DevOps can use ML to scan and analyze, find bugs in codes, identify gaps in test coverage, develop codes faster, and make better decisions easily to enable them to meet market demands.
3. Improves test stability over time
Testers find it increasingly challenging to meet up with testing new app builds or features added to an app in the development stage or each time a new element is added or changed. This can result in a break in test automation scripts. However, with the help of ML, different types of automation testing make changes to an element locator or send an alert to DevOps by the ML to organize the necessary changes.
With such ML capabilities, test scripts embedded in CI/CD schedulers will run smoothly, requiring little or no human intervention.
4. Improves UI interface testing
Testing website interface can be interesting to test manually, but testers can still skip some bugs. Testers can use image recognition technology, an ML algorithm, to find and verify UI bugs; this makes ML a critical aspect of UI testing and has helped Netflix save over a billion dollars yearly.
5. Helpful in creating and running unit tests
ML can save DevOps teams time and resources to focus on other projects like developing software codes. ML can be used in post-execution test analysis to identify patterns, trends, business impact, etc.
6. Record API activities
API testing is very daunting since it involves a high-level understanding of API functionalities and the ability to create test cases and scenarios. But with ML, you can record API activity to generate test cases and scenarios. However, this requires a good understanding of REST states (Representational State Transfer) which can be subtle.
How to create an ML model
The steps below will help you to create an ML algorithm
1. Prepare a training data set
Training data is an input data set the machine learning algorithm will ingest and convert to model parameters. Training data can be ‘labelled,’ or unlabeled.

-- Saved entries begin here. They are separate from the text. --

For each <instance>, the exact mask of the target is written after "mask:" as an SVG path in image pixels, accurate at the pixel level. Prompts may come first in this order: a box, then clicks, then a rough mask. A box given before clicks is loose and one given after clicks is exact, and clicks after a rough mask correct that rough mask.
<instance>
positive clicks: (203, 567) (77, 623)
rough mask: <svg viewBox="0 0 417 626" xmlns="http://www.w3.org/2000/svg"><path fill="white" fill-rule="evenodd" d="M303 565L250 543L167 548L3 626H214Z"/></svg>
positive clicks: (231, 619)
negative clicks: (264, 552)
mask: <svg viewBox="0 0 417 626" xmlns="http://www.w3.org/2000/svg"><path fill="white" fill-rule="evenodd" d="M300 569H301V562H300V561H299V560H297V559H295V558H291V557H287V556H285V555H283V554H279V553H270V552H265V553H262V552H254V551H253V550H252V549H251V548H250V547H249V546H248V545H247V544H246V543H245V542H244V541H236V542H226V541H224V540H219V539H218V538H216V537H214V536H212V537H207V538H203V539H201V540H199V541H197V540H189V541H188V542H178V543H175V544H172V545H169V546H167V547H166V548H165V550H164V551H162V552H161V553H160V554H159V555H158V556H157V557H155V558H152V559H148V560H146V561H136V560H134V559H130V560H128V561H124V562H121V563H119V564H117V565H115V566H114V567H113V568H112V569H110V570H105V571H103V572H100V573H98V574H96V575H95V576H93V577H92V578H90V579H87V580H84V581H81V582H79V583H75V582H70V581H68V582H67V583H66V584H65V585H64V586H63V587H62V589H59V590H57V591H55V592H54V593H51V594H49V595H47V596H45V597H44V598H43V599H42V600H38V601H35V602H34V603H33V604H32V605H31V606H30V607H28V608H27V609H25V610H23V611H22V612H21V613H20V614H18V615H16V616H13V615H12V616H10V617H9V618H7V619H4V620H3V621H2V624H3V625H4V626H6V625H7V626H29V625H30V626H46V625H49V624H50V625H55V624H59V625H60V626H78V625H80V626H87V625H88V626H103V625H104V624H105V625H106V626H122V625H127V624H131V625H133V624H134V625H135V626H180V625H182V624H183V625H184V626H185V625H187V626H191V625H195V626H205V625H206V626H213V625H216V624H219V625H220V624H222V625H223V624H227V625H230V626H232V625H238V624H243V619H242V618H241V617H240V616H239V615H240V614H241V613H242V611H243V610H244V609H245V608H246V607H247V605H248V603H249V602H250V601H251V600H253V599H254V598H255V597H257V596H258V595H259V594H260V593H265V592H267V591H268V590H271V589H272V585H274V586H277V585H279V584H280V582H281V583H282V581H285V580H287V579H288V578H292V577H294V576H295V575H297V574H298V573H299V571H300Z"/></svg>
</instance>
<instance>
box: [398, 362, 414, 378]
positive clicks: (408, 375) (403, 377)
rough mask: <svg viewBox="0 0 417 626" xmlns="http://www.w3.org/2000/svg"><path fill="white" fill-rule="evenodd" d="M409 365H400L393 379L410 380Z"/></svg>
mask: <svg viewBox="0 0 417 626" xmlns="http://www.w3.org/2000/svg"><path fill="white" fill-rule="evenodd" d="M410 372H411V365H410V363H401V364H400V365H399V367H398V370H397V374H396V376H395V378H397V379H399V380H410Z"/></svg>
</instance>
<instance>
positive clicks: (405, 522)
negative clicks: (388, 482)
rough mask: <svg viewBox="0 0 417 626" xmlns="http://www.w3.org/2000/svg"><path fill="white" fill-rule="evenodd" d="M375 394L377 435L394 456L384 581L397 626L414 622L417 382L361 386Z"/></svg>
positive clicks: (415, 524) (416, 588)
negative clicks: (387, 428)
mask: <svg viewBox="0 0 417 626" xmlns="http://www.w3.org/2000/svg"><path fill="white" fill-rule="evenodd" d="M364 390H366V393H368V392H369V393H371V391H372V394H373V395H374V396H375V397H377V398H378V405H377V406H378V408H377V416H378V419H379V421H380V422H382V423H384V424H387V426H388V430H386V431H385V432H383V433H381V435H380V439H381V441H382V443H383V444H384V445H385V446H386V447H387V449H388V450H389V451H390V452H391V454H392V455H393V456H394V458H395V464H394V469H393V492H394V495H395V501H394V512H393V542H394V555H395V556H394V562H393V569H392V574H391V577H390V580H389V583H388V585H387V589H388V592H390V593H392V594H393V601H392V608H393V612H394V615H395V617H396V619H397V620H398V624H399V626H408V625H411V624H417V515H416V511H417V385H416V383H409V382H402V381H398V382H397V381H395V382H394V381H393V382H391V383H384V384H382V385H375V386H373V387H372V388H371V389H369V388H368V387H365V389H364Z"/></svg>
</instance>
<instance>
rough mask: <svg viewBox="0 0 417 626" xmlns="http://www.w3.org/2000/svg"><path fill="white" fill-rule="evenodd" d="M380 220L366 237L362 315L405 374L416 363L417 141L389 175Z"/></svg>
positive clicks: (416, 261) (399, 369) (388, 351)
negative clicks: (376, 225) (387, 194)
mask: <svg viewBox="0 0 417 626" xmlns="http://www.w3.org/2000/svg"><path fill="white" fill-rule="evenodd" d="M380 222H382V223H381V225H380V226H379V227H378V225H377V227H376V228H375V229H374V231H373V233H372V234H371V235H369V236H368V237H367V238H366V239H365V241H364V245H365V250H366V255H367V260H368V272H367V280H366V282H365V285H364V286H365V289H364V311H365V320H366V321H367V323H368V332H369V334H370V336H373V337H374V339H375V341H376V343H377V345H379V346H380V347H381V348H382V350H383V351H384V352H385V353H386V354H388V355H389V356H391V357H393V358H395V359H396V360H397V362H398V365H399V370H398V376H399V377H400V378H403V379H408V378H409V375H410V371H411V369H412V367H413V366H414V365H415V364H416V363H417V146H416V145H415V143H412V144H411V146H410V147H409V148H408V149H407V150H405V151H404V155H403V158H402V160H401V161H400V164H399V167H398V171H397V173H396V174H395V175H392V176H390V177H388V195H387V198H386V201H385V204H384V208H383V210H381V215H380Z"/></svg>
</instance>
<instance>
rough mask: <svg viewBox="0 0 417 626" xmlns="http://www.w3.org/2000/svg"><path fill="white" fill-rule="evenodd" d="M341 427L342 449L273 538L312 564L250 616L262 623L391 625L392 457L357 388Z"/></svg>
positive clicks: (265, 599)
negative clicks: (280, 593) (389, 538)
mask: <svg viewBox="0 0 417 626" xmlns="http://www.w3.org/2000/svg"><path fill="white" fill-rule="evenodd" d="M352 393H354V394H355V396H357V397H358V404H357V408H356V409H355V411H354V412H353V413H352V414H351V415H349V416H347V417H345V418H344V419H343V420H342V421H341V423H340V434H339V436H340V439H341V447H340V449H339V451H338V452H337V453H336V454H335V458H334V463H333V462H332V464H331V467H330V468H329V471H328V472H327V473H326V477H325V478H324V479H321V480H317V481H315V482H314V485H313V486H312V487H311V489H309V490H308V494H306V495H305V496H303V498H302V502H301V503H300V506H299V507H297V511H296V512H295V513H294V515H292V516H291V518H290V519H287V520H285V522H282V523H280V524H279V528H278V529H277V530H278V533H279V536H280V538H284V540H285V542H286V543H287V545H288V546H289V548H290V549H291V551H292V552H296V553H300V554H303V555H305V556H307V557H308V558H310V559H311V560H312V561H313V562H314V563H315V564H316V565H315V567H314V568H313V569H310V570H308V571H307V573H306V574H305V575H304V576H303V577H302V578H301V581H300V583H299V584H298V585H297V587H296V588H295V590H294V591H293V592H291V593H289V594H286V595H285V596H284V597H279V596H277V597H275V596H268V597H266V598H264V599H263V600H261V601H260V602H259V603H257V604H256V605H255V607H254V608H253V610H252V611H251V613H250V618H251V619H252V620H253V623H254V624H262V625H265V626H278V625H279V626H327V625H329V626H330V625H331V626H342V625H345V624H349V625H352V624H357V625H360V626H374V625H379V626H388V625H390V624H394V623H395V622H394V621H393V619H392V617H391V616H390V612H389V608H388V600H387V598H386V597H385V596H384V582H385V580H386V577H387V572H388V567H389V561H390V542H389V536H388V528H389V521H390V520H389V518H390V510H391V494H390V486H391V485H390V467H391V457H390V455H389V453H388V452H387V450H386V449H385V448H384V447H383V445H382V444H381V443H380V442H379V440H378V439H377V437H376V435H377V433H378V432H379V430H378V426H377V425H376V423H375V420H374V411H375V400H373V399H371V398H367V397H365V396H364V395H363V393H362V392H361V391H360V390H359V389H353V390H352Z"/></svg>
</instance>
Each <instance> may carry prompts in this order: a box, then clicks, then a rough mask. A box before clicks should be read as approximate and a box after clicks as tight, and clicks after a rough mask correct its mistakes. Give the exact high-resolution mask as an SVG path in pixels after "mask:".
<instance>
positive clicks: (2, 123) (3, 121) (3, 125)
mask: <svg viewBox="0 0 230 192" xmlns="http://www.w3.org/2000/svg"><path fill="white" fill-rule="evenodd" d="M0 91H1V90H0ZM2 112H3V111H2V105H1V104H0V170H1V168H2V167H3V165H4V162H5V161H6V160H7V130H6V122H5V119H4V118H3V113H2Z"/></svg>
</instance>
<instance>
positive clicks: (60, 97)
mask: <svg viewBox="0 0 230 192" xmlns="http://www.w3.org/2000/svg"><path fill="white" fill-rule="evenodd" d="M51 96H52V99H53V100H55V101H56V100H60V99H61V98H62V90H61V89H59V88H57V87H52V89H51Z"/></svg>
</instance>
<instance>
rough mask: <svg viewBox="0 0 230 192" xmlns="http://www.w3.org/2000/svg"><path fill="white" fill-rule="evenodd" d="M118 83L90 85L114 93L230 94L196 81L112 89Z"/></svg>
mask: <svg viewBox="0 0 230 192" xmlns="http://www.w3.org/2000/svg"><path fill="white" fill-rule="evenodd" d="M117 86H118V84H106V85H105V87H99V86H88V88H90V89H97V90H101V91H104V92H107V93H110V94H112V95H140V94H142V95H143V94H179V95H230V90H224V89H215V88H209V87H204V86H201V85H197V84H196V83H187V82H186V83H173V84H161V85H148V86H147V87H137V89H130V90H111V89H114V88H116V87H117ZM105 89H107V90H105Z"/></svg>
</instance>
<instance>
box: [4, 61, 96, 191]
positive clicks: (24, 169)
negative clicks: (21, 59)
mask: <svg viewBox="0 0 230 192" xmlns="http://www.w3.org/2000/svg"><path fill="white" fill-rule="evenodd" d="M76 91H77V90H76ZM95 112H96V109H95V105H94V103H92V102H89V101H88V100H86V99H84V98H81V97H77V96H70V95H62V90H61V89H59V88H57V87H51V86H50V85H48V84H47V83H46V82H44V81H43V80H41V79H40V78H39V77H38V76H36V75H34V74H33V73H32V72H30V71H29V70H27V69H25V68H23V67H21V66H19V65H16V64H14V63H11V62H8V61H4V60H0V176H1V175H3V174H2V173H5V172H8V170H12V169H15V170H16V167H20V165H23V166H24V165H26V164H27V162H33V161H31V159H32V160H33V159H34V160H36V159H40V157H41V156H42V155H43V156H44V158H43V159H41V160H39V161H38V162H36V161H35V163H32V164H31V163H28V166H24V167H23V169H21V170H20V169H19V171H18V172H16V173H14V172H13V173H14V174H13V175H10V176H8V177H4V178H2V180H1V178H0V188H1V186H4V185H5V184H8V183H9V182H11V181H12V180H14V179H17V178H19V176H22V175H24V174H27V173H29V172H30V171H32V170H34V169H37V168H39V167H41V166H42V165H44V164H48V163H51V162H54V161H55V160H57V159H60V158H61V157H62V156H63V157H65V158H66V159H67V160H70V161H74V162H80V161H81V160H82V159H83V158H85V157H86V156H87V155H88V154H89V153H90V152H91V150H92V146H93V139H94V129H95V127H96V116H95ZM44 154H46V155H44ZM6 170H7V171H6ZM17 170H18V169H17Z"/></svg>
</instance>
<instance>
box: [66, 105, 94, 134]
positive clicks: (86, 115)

When a Machine Learning algorithm is fed with a labeled data set, it is expected that the machine learning model will make an ‘expected prediction’ that tally’s with the labeled data. Hence, a labeled data set builds and tests Machine Learning’s ability to make accurate predictions.
Data can be labeled as ‘training’ or ‘testing’ data. Data tagged ‘training’ is used to train the Machine Learning Model to make accurate predictions, while data labeled ‘testing’ is used to test the accuracy of predictions made by a machine learning model.
2. Select a Machine Learning algorithm that best fits your chosen data set
- Your choice of Machine Learning algorithm will depend on the following:
Chosen data set which can be labeled or unlabeled data set. You would likely use Logistic Regression, or Least Squared regression algorithms for labeled data sets. For unlabeled data sets, Nearest Neighbor or K-means type of clustering algorithms will probably be your best option. Neural networks, which are subsets of Machine learning, can be configured to work with labeled and unlabeled data sets. - The amount of data available in the training data set
- The purpose of creating a Machine Learning algorithm
3. Train Your Algorithm to create the desired Machine Learning Model
Training your algorithm involves adapting your model parameters and variables to improve the accuracy of predictions. Training your machine learning algorithm is a repetitive process that uses optimization methods depending on your chosen Machine learning algorithm.
Machine learning algorithms learn to behave like humans by learning from the ingested data type based on your chosen optimization method, free of human intervention.
4. Use your machine algorithm to solve real-world problems
Continually feeding your Machine Learning algorithm improves the performance and accuracy of your Machine Learning algorithm. E.g., an ML for software automation will be fed automation test data depending on the automation test type.
Final thought
ML continues to find increasing acceptance in automation testing as it can work with little or no human intervention and easily examine long strings of codes to find inconsistencies. This has saved the DevOps team time and resources and resulted in quicker feedback due to shorter cycles.